Il primo vino va aspettato, il secondo è godibile sin da subito, ma sono convinto che abbia il carattere per regalare, a seconda delle annate, belle sorprese anche dopo diversi anni di affinamento in bottiglia.

Durante il “tour” con la signora Teresita, moglie di Leonildo, c’è stato tempo di parlare anche del nuovo progetto di Villa Cipolla Pieropan a Tregnago.
La cantina, completamente interrata, è situata nei rustici della proprietà e la villa è ora in fase di ristrutturazione per rinascere come casa d’ospitalità.
Qui dal 2002, anno del suo acquisto (circa 7 ettari), si lavora per realizzare i due primi vini rossi della famiglia: il Valpolicella Superiore DOC Ruberpan ( prodotto dal 2003) e l’Amarone della Valpolicella DOCG Vigna Garzon (dal 2006).
Il colle Garzon è noto per la grande qualità del terreno, ma anche per la scorbuticità delle condizioni atmosferiche: insomma una nuova sfida che la famiglia Pieropan ha deciso di intraprendere.
La gestione del progetto è affidata ai figli Andrea e Dario. Per quanto riguarda i bianchi, invece, l’ultima parola vuole ancora averla il signor Leonildo.

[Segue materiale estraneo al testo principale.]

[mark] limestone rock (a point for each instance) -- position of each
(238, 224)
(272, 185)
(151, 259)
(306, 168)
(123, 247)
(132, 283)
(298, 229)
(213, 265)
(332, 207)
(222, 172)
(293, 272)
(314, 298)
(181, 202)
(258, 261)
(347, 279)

Oggi è l’anniversario di quella cena da cui è partito il racconto e stasera mi è venuta voglia di stappare un loro Amarore della Valpolicella, il 2010.
Assaporandolo, tuttavia, mi sembra pagare la giovane età delle viti, con tannini troppo ruvidi che ne pregiudicano la beva.
Sicuramente lo riassaggerò in futuro. Intanto nell’attesa magari mi stappo qualche Soave di Pieropan.